Can a federal officeholder be impeached while not actually in office for offenses committed before holding the office he isn’t even guaranteed to ever hold? That would have been considered a ridiculous question not so long ago. Today? Politics as usual. A handful of House Republicans hope to impeach David Chipman, the man President Joe Biden wants to lead the ATF but who hasn’t been confirmed. Naturally, since he isn’t the director yet, his “impeachable offenses” occurred outside his potential reign. But don’t be too quick to write off the impeachment resolution as nothing more than a political stunt – thanks to the Trump-era Democrats, this has a slim chance of success.
The Case Against Chipman
Representative Matt Rosendale (R-MT) sponsors the resolution, which is co-sponsored by 11 other Republicans. Article I accuses Chipman of failing to support and defend the Second Amendment of the Constitution. “The people of the United States have an unquestioned right to keep and bear arms, enshrined in the Second Amendment of the United States Constitution,” it reads.
The nominee’s long history as an activist is then detailed. He worked with gun-control groups like Mayors Against Illegal Guns, Moms Demand Action, Everytown for Gun Safety, the Brady Campaign to Prevent Gun Violence, the Coalition to Stop Gun Violence, the Joyce Foundation, the Center for American Progress, Americans for Responsible Solutions, and – of course – Giffords: Courage to Fight Gun Violence, where he is currently a senior policy advisor and paid lobbyist. Throughout all that, Chipman worked to advance strict gun control. Chipman even responded, “I do, sir,” when asked if he believed in banning assault weapons – which he later defined as the vast majority of semiautomatic guns – during his confirmation hearing.
The damning accusation here is that as an activist and paid lobbyist, “David H. Chipman personally advocated, lobbied for, and expressed support for numerous policies which would violate and abridge the Second Amendment rights of Americans to keep and bear arms.”

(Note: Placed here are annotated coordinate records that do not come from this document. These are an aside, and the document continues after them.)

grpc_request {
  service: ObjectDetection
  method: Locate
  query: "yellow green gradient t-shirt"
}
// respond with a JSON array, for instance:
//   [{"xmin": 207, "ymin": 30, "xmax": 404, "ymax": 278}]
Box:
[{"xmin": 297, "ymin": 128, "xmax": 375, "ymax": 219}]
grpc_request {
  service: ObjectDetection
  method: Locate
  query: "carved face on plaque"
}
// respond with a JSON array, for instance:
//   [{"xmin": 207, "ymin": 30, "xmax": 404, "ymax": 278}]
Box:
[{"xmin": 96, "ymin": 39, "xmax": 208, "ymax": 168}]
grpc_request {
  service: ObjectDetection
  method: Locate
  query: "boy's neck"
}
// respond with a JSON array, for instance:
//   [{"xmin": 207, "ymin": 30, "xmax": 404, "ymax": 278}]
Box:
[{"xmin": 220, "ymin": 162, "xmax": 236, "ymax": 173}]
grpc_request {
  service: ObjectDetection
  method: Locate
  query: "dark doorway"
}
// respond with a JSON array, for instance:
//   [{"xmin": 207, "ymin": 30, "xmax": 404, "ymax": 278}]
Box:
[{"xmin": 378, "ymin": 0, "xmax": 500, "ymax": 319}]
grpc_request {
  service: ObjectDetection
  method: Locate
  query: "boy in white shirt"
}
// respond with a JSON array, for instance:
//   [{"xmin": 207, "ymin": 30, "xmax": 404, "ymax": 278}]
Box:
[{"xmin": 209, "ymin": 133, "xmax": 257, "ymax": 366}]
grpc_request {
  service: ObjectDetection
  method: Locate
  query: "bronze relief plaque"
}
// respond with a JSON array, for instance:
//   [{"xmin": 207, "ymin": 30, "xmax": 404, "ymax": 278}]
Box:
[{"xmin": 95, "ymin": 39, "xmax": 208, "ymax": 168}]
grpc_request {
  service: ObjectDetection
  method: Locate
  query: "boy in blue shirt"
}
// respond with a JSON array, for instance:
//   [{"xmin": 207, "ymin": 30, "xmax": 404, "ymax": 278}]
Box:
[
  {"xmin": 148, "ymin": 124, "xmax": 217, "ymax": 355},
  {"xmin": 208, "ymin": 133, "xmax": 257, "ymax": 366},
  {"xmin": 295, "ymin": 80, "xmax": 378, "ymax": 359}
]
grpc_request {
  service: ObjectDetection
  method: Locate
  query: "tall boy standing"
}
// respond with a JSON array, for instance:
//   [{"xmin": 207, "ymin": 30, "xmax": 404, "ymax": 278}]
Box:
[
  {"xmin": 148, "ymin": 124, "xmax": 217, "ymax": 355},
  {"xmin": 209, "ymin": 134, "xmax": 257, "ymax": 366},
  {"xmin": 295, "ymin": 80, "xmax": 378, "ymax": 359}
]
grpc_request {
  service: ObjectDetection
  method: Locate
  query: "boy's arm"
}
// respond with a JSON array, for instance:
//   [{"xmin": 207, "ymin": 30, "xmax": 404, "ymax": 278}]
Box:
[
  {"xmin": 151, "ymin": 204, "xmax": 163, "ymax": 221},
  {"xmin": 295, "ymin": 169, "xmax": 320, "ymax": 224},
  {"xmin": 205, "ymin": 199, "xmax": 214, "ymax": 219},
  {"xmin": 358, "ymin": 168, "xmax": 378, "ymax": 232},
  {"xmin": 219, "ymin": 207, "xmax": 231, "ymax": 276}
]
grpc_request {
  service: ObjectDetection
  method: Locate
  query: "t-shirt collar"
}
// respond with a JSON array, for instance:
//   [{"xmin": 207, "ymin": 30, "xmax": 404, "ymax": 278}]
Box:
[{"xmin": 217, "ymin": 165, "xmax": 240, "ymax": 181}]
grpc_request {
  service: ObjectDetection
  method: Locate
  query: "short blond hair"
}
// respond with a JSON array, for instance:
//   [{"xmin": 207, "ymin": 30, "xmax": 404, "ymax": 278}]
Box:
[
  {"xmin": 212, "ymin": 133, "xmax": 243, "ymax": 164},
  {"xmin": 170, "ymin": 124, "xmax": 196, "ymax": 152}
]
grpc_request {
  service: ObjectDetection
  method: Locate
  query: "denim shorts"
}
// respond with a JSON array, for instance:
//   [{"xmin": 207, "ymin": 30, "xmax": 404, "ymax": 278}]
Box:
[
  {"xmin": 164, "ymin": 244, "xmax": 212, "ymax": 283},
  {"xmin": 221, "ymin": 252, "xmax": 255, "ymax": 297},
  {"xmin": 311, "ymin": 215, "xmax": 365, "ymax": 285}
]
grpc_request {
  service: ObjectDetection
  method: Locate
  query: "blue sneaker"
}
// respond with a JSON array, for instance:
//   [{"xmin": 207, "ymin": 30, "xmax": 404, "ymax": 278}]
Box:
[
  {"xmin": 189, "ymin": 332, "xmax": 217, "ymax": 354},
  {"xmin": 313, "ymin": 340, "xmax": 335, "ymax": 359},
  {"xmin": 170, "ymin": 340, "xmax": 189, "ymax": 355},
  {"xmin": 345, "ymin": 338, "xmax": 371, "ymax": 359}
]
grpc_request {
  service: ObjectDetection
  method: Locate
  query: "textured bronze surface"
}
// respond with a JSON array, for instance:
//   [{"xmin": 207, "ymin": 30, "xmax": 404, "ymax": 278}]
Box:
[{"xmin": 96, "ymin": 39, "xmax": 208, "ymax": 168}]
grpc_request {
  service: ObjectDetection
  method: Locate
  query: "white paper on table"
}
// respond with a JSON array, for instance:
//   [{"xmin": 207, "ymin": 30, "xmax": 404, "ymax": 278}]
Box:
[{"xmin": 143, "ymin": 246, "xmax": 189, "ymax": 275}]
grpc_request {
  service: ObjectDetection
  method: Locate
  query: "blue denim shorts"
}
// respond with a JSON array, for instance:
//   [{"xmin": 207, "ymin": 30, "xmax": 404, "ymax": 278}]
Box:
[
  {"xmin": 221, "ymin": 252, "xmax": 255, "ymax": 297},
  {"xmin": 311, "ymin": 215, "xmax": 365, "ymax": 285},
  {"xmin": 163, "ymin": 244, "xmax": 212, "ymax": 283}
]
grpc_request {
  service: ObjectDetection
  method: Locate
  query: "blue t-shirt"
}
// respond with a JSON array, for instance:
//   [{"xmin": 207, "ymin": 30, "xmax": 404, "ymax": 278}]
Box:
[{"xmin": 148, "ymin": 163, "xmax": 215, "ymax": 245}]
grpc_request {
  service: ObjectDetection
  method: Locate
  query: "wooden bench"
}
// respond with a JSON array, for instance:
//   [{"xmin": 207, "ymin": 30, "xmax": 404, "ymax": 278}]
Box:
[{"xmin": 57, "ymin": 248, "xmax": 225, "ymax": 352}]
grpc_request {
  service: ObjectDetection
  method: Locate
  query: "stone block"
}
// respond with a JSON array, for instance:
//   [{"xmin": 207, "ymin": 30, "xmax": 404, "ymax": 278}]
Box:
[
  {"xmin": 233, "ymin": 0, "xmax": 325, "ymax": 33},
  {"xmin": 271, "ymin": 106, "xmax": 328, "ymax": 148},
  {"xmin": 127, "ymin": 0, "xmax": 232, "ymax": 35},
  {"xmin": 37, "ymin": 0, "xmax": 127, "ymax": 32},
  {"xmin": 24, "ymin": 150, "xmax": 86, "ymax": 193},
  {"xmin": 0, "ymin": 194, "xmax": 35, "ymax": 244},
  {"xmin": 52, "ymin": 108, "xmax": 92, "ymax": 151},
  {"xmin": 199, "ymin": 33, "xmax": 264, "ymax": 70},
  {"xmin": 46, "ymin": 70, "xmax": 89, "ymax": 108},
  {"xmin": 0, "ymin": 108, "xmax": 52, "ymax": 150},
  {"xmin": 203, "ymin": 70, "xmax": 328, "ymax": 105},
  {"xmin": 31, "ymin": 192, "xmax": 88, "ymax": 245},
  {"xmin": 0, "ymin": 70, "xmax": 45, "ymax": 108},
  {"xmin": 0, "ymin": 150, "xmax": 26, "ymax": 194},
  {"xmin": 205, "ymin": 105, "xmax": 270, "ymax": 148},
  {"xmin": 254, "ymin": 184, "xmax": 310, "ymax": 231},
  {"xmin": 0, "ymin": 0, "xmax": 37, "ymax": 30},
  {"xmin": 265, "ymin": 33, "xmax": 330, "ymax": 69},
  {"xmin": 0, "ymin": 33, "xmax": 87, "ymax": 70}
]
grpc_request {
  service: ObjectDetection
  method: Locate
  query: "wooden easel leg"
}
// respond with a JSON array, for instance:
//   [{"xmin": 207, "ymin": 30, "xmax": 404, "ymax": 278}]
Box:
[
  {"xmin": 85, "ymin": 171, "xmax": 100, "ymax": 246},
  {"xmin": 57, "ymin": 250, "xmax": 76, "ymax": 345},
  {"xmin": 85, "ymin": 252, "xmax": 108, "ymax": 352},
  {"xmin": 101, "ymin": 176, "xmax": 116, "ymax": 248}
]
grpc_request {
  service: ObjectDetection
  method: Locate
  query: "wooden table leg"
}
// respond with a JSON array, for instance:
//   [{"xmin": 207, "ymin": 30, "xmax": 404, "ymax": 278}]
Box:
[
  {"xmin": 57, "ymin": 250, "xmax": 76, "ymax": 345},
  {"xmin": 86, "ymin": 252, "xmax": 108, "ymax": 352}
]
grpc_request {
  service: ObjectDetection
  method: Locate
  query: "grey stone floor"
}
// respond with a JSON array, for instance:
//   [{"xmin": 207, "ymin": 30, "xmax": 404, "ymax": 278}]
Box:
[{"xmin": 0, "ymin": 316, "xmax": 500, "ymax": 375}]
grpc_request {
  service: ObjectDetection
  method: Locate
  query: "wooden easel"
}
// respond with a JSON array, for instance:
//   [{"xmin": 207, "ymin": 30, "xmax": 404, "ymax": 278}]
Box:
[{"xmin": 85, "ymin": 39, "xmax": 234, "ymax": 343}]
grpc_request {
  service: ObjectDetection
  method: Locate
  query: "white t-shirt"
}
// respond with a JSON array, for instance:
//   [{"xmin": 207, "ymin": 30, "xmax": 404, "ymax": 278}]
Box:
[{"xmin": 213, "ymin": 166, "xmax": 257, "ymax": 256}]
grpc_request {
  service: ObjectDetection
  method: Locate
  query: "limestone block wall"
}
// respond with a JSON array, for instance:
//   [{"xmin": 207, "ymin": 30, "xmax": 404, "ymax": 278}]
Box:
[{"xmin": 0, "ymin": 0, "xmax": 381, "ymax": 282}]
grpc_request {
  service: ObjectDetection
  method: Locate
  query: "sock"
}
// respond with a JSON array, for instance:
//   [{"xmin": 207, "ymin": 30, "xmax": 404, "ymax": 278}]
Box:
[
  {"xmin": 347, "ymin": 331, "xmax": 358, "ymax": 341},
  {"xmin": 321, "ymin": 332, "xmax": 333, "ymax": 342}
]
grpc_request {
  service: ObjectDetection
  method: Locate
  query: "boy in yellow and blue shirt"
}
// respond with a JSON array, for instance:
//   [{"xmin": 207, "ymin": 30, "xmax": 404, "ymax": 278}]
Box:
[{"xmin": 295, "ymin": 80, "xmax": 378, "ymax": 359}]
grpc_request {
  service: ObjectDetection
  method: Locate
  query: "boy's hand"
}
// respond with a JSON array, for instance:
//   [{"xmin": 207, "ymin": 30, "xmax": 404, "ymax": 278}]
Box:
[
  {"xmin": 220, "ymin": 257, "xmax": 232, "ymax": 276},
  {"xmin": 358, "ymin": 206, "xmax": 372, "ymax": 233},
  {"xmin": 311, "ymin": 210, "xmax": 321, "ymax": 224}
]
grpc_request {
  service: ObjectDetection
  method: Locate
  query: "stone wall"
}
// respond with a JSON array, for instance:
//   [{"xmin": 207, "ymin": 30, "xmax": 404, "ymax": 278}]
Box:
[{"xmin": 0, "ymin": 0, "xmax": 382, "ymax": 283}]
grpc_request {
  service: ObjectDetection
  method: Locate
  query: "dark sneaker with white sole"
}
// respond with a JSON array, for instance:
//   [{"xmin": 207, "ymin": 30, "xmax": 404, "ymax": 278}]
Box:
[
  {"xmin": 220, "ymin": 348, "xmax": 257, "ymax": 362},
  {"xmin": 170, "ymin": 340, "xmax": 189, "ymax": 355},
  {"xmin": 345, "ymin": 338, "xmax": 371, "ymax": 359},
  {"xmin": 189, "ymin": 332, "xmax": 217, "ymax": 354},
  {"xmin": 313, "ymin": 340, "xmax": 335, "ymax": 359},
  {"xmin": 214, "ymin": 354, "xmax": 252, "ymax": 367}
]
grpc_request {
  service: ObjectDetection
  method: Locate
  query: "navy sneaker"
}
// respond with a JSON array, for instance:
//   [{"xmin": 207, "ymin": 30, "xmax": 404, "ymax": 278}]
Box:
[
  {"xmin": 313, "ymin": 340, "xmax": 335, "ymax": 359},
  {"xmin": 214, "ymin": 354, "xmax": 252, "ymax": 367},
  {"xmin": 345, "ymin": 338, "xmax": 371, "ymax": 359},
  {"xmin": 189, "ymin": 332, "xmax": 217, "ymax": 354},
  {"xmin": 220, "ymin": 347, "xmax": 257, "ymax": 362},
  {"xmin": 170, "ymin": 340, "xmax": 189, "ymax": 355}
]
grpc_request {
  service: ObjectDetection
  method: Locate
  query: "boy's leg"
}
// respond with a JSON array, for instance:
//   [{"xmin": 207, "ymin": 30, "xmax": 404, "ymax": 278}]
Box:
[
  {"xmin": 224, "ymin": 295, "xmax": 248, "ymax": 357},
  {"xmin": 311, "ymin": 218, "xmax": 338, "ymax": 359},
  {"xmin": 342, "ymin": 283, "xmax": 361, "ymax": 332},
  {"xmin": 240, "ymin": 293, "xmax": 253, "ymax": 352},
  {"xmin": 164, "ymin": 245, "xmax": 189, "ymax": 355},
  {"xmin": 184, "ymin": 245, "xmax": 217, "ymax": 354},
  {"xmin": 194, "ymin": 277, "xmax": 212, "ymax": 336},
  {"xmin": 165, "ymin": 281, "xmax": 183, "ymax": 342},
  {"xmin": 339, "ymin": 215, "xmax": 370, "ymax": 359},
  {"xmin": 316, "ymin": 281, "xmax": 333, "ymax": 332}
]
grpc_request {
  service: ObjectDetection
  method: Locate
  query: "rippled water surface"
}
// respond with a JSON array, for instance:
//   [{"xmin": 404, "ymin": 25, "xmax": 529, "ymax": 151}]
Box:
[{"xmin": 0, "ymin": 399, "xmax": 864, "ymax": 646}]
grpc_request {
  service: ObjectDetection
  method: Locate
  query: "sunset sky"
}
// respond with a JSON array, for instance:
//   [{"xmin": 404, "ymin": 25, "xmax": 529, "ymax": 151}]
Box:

Article II moves out of ideology and into actual behavioral issues. Chipman was asked several times whether he ever misplaced a firearm or had one stolen. He responded “no” each time – but his former colleagues at the ATF dispute this. Allegedly, while an agent, he left his service weapon in his personal vehicle one night, and it was stolen. When two stories conflict, at least one storyteller must be lying. If Chipman is the liar, he fibbed in sworn testimony to the United States Senate – a well-established impeachable offense.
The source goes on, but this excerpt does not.